Figure 1: Selected word intelligibility scores: black bars for 1-channel, light grey bars for 2-channel. An asterisk at left implies a significant difference between the two (p < 0.05).

(4)

Within each test space, the variation in score indicates the variation with recording system at a fixed location: among 1-channel recordings, a substantial difference in intelligibility of almost 0.2 (20%) can result.

The scores for the 2-channel recordings were always higher than the corresponding 1-channel recordings. This is further demonstrated in Fig. 2, which plots the 2-channel score versus the 1-channel score for all 44 such recording conditions tested. The 2-channel intelligibility scores were on average 0.13 (13%) higher.

The judgments of difficulty and of quality are plotted versus intelligibility score in Fig. 3 for all 83 1-channel measurement cases. There is the expectation that as intelligibility increases; a sense of difficulty will decrease [3], and presumably, a sense of quality will increase. This is seen in the figure. Only for cases with intelligibility greater than about 0.8 (80%) were ratings greater than 4 (i.e., on the “Not Difficult”, “High Quality” side of “Neutral”).

Figure 4 shows the intelligibility scores plotted against STIPA for the 83 1-channel recordings. Overall, the correlation is not very high (R2=0.35), but the breakdown by test space shows that it is lowest for test space R (R2=0.21) and highest for test space K (R2=0.71). The accuracy of STIPA as an objective predictor of speech intelligibility is not guaranteed. In some noise and reverberation conditions, it does not accurately predict intelligibility.

4. CONCLUSIONS

For a single recording location, the intelligibility of speech recordings varied by up to 0.2 (20% word score) depending on recording device type.

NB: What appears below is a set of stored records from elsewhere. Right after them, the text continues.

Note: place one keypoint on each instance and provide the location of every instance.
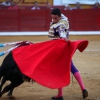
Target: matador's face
(55, 18)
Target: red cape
(48, 63)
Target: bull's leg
(2, 82)
(9, 87)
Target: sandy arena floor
(88, 64)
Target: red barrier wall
(39, 20)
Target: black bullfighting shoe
(59, 98)
(85, 93)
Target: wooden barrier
(39, 20)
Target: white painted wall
(57, 2)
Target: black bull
(10, 71)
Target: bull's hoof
(11, 97)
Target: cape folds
(48, 63)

The intelligibility of 2-channel recordings was significantly higher than corresponding 1-channel recordings, by an average of 0.13 (13%).

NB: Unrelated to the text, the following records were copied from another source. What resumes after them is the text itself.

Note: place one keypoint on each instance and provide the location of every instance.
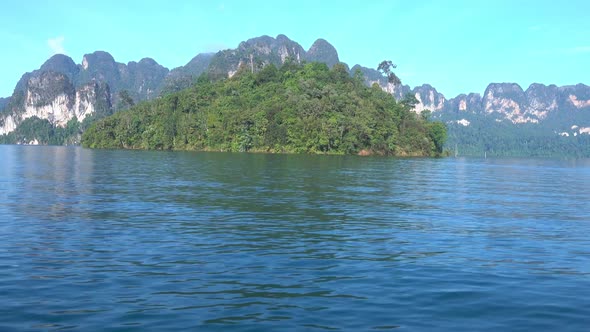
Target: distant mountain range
(61, 90)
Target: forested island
(296, 108)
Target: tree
(385, 67)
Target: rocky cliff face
(428, 99)
(538, 104)
(52, 96)
(61, 89)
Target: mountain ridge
(556, 108)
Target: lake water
(164, 241)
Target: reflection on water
(116, 240)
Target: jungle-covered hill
(297, 108)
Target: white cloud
(579, 49)
(535, 28)
(56, 45)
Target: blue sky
(457, 46)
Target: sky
(456, 46)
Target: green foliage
(296, 108)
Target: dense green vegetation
(295, 109)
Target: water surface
(153, 241)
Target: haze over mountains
(61, 90)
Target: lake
(155, 241)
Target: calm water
(155, 241)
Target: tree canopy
(297, 108)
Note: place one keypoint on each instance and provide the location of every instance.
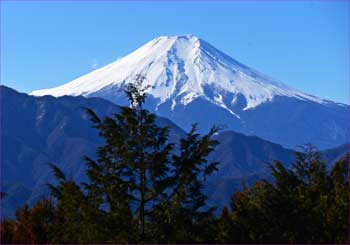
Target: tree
(304, 204)
(138, 174)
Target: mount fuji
(192, 81)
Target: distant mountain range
(39, 130)
(192, 81)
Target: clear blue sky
(303, 44)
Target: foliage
(143, 188)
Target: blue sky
(301, 43)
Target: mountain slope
(188, 76)
(38, 130)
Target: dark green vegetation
(143, 189)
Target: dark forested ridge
(38, 130)
(145, 184)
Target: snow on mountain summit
(179, 70)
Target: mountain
(39, 130)
(192, 81)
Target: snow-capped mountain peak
(181, 69)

Ratings of difficulty and quality improved (i.e., decreased, increased respectively) as intelligibility scores increased.

STIPA was not generally well correlated with subjective intelligibility, but for a subset of the data (from particular test spaces), the relationship is stronger.

REFERENCES

[1] IEC 60268-16 “Objective rating of speech intelligibility by speech transmission index,” IEC Switzerland (2003).

[2] “IEEE recommended practice for speech quality measurements,” IEEE Trans. Aud. Electroacoust., 17 (1969). [3] Kobayashi et al., “Optimum speech level to minimize listening difficulty in public spaces,” J. Acoust. Soc. Am., 121 (2007).

ACKNOWLEDGEMENTS

Thanks to M. Stinson, G. Daigle, J. Quaroni, and R. Hartwig of NRC Institute for Microstructural Sciences for assistance and guidance in making the measurements.

Fig 2: Intelligibility scores for 2-channel recordings versus corresponding 1-channel recordings for 44 cases. The dashed line indicates where the points would lie if equal.

Fig 3: Ratings of Difficulty (1=Extremely Difficult, 7=Not Difficult At All) and Quality (1=Low Quality, 7=High Quality) versus intelligibility scores.

Fig 4: Intelligibility score versus STIPA for all 83 1-channel recordings, broken down by test space (C, K, R, and T).